Coming back to Jest and its humongous dependency tree, the very first working version resulted in a 20MB JSON payload just for the tree data.
The straight forward format looked like this:

interface IDependencyTree {
    name: string;
    version: string;
    transitiveCount: number;
    loop: boolean;
    dependencies: IDependencyTree[];

Even though a dependency tree like Jest is not the norm, clearly that's too much. Even gzipped it still was 5MB.
When I reduced the length of the keys to single chars it was still 16MB.

So I changed it to provide a lookup table instead and only reference numbers(id) for the actual nested format:

JSON Tree Payload

The tree value looks like this:

export interface IDependencyTreeConfig {
    data: ITreeData[];
    //nested tree structure
    tree: IDependencyTreeStructure;

export interface ITreeData {
    id: number;
    name: string;
    version: string;
    count: number;

export interface IDependencyTreeStructure {
    id: number;
    dependencies?: IDependencyTreeStructure[];

I could potentially reduce it further by reducing the length of the keys here as well but already with this approach the payload went down to 7MB, while compressed with Brotli it's now around 47kb. For an outlier like Jest, I think it's acceptable.

Refactored search to be future proof

The long term goal of npmbomb is to have data for any(most) npm modules.
As of now the dataset is limited to a handful of the most popular modules.
As such the architecture of the search was tailored for this limited data set so it wouldn't scale with growing data.

To remedy this, the search now uses react-virtualized to display its results (just like the dependency tree), supporting any number of search results.

With the old search architecture everything was in memory so it wasn't prone to ajax race conditions and such, so it's implementation was really simple but again with a growing dataset this approach wouldn't be feasible any more. Now you would need to take care of Ajax race conditions, only fire the search request after the user stopped typing etc, dismiss the ongoing ajax request if the user starts typing again, etc, to handle all of this cleanly the search architecture is now powered by RxJs.

Here's the new search:
In fact, it looks like the old one, all the changes are behind the scenes ;)

search overview

Updated the dataset

The original data was based on July 2019 so I thought it was fitting to provide an update after a year, so now the data is based on July 2020. While this is already "outdated", the goal of npmbomb is not to provide up to date data. In fact, this would be very challenging to provide, as any new version of any module could alter any existing dependency tree. It's highly volatile. Instead the goal of npmbomb is to provide a ballpark number from mostly up to date data.

Interestingly the npm dataset grew within this 1 year from 23.9GB to 42.2GB.
And the total number of modules grew from 1 007 928 to 1 332 134. So within this 1 year npm saw 324 206 brand new modules.

What's next?

Things that I have on my mind for npmbomb:

Increase dataset

One of the immediate next steps is to increase the dataset aka looking at options to host the data. The dataset is currently hosted together with the webapp via netlify. While an awesome service, it eats into the free tier usage, I would rather like to move the data hosting to somewhere else and only host the web app on netlify. I'm open for suggestions.

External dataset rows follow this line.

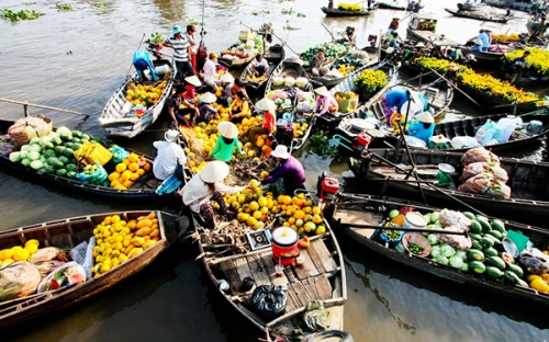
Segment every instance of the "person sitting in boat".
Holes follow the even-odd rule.
[[[285,145],[279,145],[271,152],[278,164],[269,172],[269,176],[261,181],[261,184],[271,184],[282,180],[283,192],[293,195],[296,189],[303,189],[305,184],[305,169],[301,162],[288,152]]]
[[[217,98],[211,92],[205,92],[200,96],[199,116],[197,123],[209,123],[215,114],[217,114],[217,109],[213,107],[211,104],[214,103]]]
[[[385,111],[386,124],[391,126],[391,116],[399,112],[406,101],[411,99],[411,90],[391,89],[381,98]]]
[[[164,135],[164,141],[155,141],[155,160],[153,161],[153,174],[160,181],[167,180],[176,168],[184,168],[187,156],[182,147],[177,144],[181,134],[178,130],[170,129]],[[182,171],[182,170],[180,170]],[[183,174],[183,172],[180,172]]]
[[[231,118],[231,122],[234,124],[239,124],[245,117],[249,118],[251,116],[249,103],[248,100],[244,96],[244,92],[236,92],[236,98],[228,107],[228,116]]]
[[[215,82],[215,76],[217,76],[217,72],[215,70],[216,58],[217,55],[215,53],[210,53],[210,55],[208,56],[208,60],[202,67],[202,71],[204,71],[204,83],[210,86],[214,92],[217,92],[217,83]]]
[[[267,72],[269,71],[269,62],[264,58],[264,55],[256,55],[256,58],[251,61],[251,71],[256,77],[267,76]]]
[[[168,113],[176,127],[179,125],[192,126],[193,118],[199,115],[199,109],[184,99],[186,91],[187,88],[184,86],[176,86],[176,92],[169,96],[166,102]],[[183,107],[181,107],[181,105],[183,105]],[[190,118],[184,118],[186,115],[190,115]]]
[[[270,135],[277,129],[277,117],[274,114],[277,111],[277,105],[272,100],[269,100],[267,98],[261,99],[256,103],[256,110],[264,113],[264,122],[261,125],[249,128],[248,141],[254,145],[256,144],[258,135]]]
[[[234,214],[227,209],[221,193],[237,193],[246,186],[227,186],[221,183],[228,175],[228,166],[224,161],[210,161],[183,189],[183,205],[200,215],[204,228],[215,228],[214,209],[210,201],[217,202],[221,215]]]
[[[156,76],[155,67],[150,61],[150,55],[148,54],[148,52],[141,49],[136,50],[134,53],[133,64],[135,67],[135,71],[137,71],[137,76],[139,77],[139,82],[143,82],[147,79],[144,73],[144,71],[147,69],[150,71],[150,78],[153,79],[153,81],[158,80],[158,76]]]
[[[235,124],[226,121],[221,122],[217,125],[217,132],[220,133],[220,137],[217,137],[215,147],[208,157],[214,160],[229,162],[233,159],[235,148],[239,155],[245,155],[242,150],[242,144],[237,139],[238,128]]]
[[[183,94],[184,100],[193,101],[197,96],[197,87],[202,86],[200,79],[193,75],[184,78],[187,91]]]
[[[309,62],[309,67],[311,68],[311,73],[313,73],[314,76],[322,76],[320,75],[320,69],[324,65],[324,61],[325,61],[324,50],[321,48]]]
[[[317,94],[316,104],[314,105],[314,113],[323,115],[324,113],[335,114],[339,110],[339,104],[336,99],[332,96],[326,87],[316,88],[314,92]]]
[[[435,119],[429,112],[423,112],[412,118],[407,127],[408,135],[422,139],[425,144],[429,144],[429,138],[435,132]]]
[[[222,89],[221,95],[217,96],[217,102],[222,104],[223,106],[228,106],[228,99],[229,99],[229,91],[231,88],[233,87],[233,82],[235,81],[235,78],[228,73],[225,72],[220,77],[220,87]]]

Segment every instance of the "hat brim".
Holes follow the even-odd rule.
[[[203,182],[217,183],[226,179],[228,175],[228,166],[220,160],[210,161],[200,171],[199,176]]]
[[[194,87],[200,87],[202,83],[200,82],[199,78],[197,76],[189,76],[184,79],[187,83],[190,83]]]
[[[238,127],[232,122],[221,122],[217,125],[217,132],[227,139],[234,139],[238,136]]]
[[[274,104],[274,101],[264,98],[256,103],[256,110],[262,112],[266,111],[272,112],[277,110],[277,104]]]

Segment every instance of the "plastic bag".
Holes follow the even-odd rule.
[[[41,248],[36,253],[29,256],[26,261],[33,264],[38,264],[41,262],[51,261],[51,260],[59,260],[67,262],[68,255],[67,253],[57,247],[44,247]]]
[[[463,167],[467,167],[471,162],[478,162],[478,161],[486,162],[490,166],[498,166],[500,157],[497,157],[496,155],[489,151],[482,146],[468,150],[461,157],[461,164]]]
[[[41,281],[38,269],[27,261],[18,261],[0,270],[0,301],[29,296]]]
[[[32,138],[45,137],[52,132],[52,121],[44,116],[23,117],[8,129],[13,145],[20,147],[31,141]]]
[[[254,289],[250,304],[265,320],[272,320],[285,309],[288,297],[280,286],[260,285]]]
[[[83,163],[99,163],[104,166],[112,158],[112,153],[99,142],[85,141],[75,152],[76,160]]]
[[[72,286],[86,282],[86,270],[76,261],[67,262],[55,269],[38,284],[38,294]]]

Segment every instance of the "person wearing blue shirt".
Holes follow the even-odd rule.
[[[429,112],[423,112],[412,118],[412,123],[410,124],[407,130],[408,135],[429,144],[429,138],[435,132],[435,119]]]
[[[156,81],[158,77],[156,76],[155,72],[155,67],[153,66],[153,62],[150,61],[150,56],[146,50],[136,50],[134,53],[134,67],[135,70],[137,71],[137,75],[139,76],[139,80],[145,80],[145,73],[143,71],[149,70],[150,71],[150,77],[153,78],[153,81]]]

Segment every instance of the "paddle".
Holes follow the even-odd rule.
[[[83,114],[83,113],[80,113],[80,112],[75,112],[75,111],[69,111],[69,110],[63,110],[63,109],[57,109],[57,107],[53,107],[53,106],[48,106],[48,105],[42,105],[42,104],[29,103],[29,102],[26,102],[26,101],[22,102],[22,101],[15,101],[15,100],[2,99],[2,98],[0,98],[0,101],[2,101],[2,102],[8,102],[8,103],[14,103],[14,104],[21,104],[21,105],[23,105],[23,106],[24,106],[24,111],[25,111],[25,116],[29,116],[29,106],[34,106],[34,107],[37,107],[37,109],[43,109],[43,110],[57,111],[57,112],[63,112],[63,113],[70,113],[70,114],[86,115],[86,118],[88,118],[88,116],[90,116],[90,114]]]

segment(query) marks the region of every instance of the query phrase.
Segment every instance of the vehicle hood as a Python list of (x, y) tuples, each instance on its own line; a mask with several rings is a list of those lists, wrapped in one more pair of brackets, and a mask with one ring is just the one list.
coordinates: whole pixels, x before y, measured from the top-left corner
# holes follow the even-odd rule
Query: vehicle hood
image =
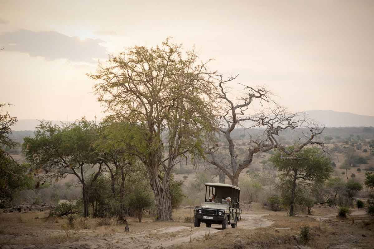
[(200, 205), (202, 208), (214, 208), (215, 209), (223, 209), (225, 210), (229, 210), (229, 205), (221, 203), (215, 202), (203, 202)]

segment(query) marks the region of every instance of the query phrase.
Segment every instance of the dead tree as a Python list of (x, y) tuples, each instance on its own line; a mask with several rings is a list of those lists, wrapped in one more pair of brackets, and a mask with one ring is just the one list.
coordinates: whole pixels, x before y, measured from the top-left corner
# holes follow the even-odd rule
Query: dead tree
[[(226, 80), (223, 79), (222, 75), (217, 76), (220, 90), (220, 92), (217, 94), (217, 98), (221, 100), (220, 103), (224, 107), (221, 115), (218, 117), (218, 131), (224, 136), (229, 143), (230, 157), (226, 161), (222, 160), (220, 158), (222, 151), (218, 152), (220, 148), (215, 143), (213, 146), (208, 145), (205, 151), (208, 162), (224, 172), (231, 180), (232, 185), (238, 185), (240, 172), (251, 164), (254, 155), (256, 153), (278, 149), (287, 157), (292, 157), (305, 146), (314, 144), (318, 144), (324, 149), (323, 143), (313, 141), (324, 129), (317, 128), (314, 122), (307, 120), (304, 117), (301, 117), (300, 113), (288, 112), (286, 108), (280, 106), (273, 101), (271, 93), (264, 87), (253, 88), (243, 85), (245, 87), (245, 95), (239, 100), (238, 103), (234, 103), (234, 101), (227, 96), (225, 84), (232, 81), (238, 76)], [(254, 100), (259, 101), (263, 109), (254, 114), (249, 114), (248, 111), (249, 106)], [(269, 104), (269, 107), (264, 108), (263, 105), (265, 103)], [(238, 160), (235, 143), (231, 136), (232, 132), (239, 127), (247, 129), (264, 128), (263, 134), (260, 137), (256, 139), (251, 138), (247, 149), (248, 153), (241, 161)], [(295, 130), (301, 127), (308, 128), (310, 133), (303, 133), (299, 138), (298, 142), (294, 145), (294, 149), (289, 150), (280, 142), (279, 133), (286, 129)]]

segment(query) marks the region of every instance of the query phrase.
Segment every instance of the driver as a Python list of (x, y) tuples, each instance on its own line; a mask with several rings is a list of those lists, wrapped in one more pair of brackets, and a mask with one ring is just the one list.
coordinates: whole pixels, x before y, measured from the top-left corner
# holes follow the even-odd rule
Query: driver
[(227, 202), (227, 203), (229, 204), (229, 205), (230, 206), (230, 202), (231, 202), (231, 198), (230, 197), (230, 196), (226, 198), (226, 201)]

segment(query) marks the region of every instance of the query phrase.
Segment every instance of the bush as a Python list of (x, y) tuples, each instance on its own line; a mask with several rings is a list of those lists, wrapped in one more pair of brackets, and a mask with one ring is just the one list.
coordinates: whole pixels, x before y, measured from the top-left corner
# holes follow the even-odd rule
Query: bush
[(71, 229), (74, 229), (76, 218), (75, 215), (72, 215), (68, 216), (68, 220), (66, 224), (68, 227)]
[(310, 240), (310, 228), (309, 225), (304, 225), (300, 231), (300, 242), (303, 244), (306, 244)]
[(349, 208), (340, 207), (339, 208), (339, 212), (338, 213), (338, 215), (339, 215), (339, 217), (341, 218), (346, 218), (350, 214), (350, 213), (351, 211)]
[(357, 208), (362, 208), (364, 207), (364, 202), (361, 200), (358, 200), (356, 203), (357, 205)]
[(153, 204), (149, 192), (138, 189), (129, 195), (128, 201), (129, 206), (135, 211), (139, 222), (141, 222), (144, 210), (150, 208)]
[(267, 198), (267, 202), (272, 210), (279, 211), (280, 210), (280, 199), (276, 195)]
[(78, 211), (76, 205), (73, 201), (69, 200), (68, 202), (61, 202), (56, 205), (54, 212), (51, 212), (51, 215), (61, 216), (69, 213), (73, 213)]

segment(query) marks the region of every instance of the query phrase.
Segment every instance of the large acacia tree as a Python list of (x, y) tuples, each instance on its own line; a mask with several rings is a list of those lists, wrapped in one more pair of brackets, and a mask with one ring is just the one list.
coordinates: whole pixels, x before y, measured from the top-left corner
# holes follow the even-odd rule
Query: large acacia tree
[(85, 217), (89, 215), (91, 188), (88, 183), (94, 183), (104, 170), (104, 159), (94, 146), (98, 131), (97, 125), (84, 118), (62, 127), (42, 121), (35, 137), (25, 138), (22, 145), (26, 159), (40, 172), (40, 179), (69, 175), (77, 178), (82, 187)]
[[(226, 148), (220, 147), (218, 143), (210, 141), (205, 150), (208, 162), (224, 173), (233, 185), (238, 186), (239, 175), (243, 169), (252, 163), (254, 155), (260, 152), (269, 151), (275, 148), (281, 150), (288, 156), (292, 157), (307, 144), (318, 144), (323, 147), (323, 143), (313, 141), (315, 137), (321, 133), (319, 129), (312, 122), (308, 122), (299, 113), (289, 112), (280, 106), (272, 99), (271, 93), (263, 87), (244, 86), (245, 92), (240, 97), (230, 97), (226, 85), (237, 78), (224, 80), (221, 75), (215, 76), (218, 80), (219, 91), (214, 95), (221, 107), (217, 115), (219, 128), (218, 133), (223, 135), (229, 144), (229, 155), (224, 156)], [(261, 107), (259, 110), (254, 109), (254, 105)], [(280, 141), (278, 135), (286, 130), (295, 130), (301, 127), (308, 127), (310, 132), (302, 134), (298, 143), (292, 149), (287, 149)], [(264, 129), (263, 134), (251, 137), (246, 149), (247, 152), (242, 160), (239, 160), (237, 150), (232, 133), (236, 129), (242, 128), (246, 130), (253, 128)], [(224, 178), (220, 175), (224, 182)]]
[[(293, 150), (290, 147), (290, 150)], [(270, 159), (280, 172), (280, 178), (291, 189), (289, 216), (295, 214), (297, 187), (300, 184), (322, 184), (329, 178), (334, 170), (330, 158), (316, 147), (304, 148), (292, 157), (283, 157), (278, 150)], [(299, 196), (298, 197), (300, 197)]]
[(98, 82), (95, 93), (110, 118), (139, 131), (140, 141), (129, 142), (126, 149), (147, 169), (159, 220), (172, 219), (169, 185), (178, 158), (202, 155), (204, 134), (212, 129), (214, 72), (206, 65), (194, 51), (184, 52), (167, 39), (112, 56), (107, 66), (88, 75)]

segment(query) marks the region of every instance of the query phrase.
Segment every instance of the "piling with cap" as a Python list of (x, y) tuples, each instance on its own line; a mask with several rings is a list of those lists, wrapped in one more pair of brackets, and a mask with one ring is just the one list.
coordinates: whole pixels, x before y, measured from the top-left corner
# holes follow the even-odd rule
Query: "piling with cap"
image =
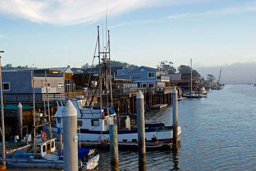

Dependency tree improvements

Breadcrumbs for tree view

Show the path upon hovering over tree nodes, as with large trees you can get easily lost.


Allow the user to search for specific modules.
Highlight modules where they appear in the tree

More information

Display more information for a module, like

  • maintainer
  • release date
  • show source code
  • etc.

More E2E testing

While there is E2E testing, it's not on a level where I would like it to be. The bulk of the testing is done via unit tests.


Since the project is past the prototype stage, with a growing audience it makes sense to invest into accessibility.


With the tree view added and other small tweaks here and there, it is now a good opportunity to take a step back and do some housekeeping.

You see there are a lot of ideas and things that I want to do. This is also a friendly reminder that npmbomb is totally Open Source.